@symonty great idea. Yea, I’ve been digging deep into openSCAD lately, too. The problem I am after, openSCAD has the same issue as the rest of the tools I’ve found (or made). It generates a drawing in a fairly naive way. It is “the easy way” to create the DWG/DXF from a picture or STL.
May be more than you wanted to know below here:
I am really after a compressor or a tool that reduces complexity by understanding what all those polylines with too many control points are trying to represent. I originally was after solving this for 3D STL triangles, but that is way beyond my ability, so I’ve decided to reduce the complexity and work in the 2D space (probably still beyond my ability). Many cool things are happening (like DALL•E) where machines draw amazing pictures (out of randomness).
I wonder if a machine can start with an STL (or STL->DXF for now) and make a “good” CAD drawing of it that approaches a drawing that a human would have drawn if they were reverse engineering the drawing.
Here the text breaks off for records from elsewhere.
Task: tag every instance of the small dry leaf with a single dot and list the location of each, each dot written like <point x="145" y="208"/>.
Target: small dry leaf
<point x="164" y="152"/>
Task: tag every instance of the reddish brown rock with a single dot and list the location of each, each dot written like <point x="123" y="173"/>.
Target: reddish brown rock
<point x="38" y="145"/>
I’ve read a lot of the research for GAN/CNN on how drawing is made, but I don’t think that is the same way a machine would make a CAD drawing. So trying to figure out how to “train” such a model and what it would look like.
I have a pretty good feel for how the “error discriminator will work” and have that sort of working. But not sure about how the “generator” will work. One idea is to have the generator create openSCAD syntax and then see how well it produced the drawing.
For research now trying to get a computer vision model to draw shapes like circles, ellipses, and squares over those items in the DXF that should have been those instead of a lot of little lines with control points.
There must be research already in this space, but I’ve not found anything helpful in my search. Ideally, a good solution will be able to take a 3D scanned object (point cloud) and produce a “good” cad model from it. (someday)
And one more note… I don’t mean compression in the traditional sense. This is more what I mean by compression. It is a completely synthetic representation of the “thing”. This is leaps and bounds beyond the next best paper on this topic: face-vid2vid
Another challenge in this space is there is so much interesting stuff (and complexity) at every turn. While looking into the language model, I got sidetracked onto this little project with the goal of making it easy for almost anyone to do their own experiments to see if one of the most common transfer language models available today (BERT) has a bias (like gender bias). This you can save to your own GoogleDrive and do your own tests Google Colab
Sorry for the long-winded reply. I am super excited about where this could go… But also trying to balance my real job and other things I need to focus on.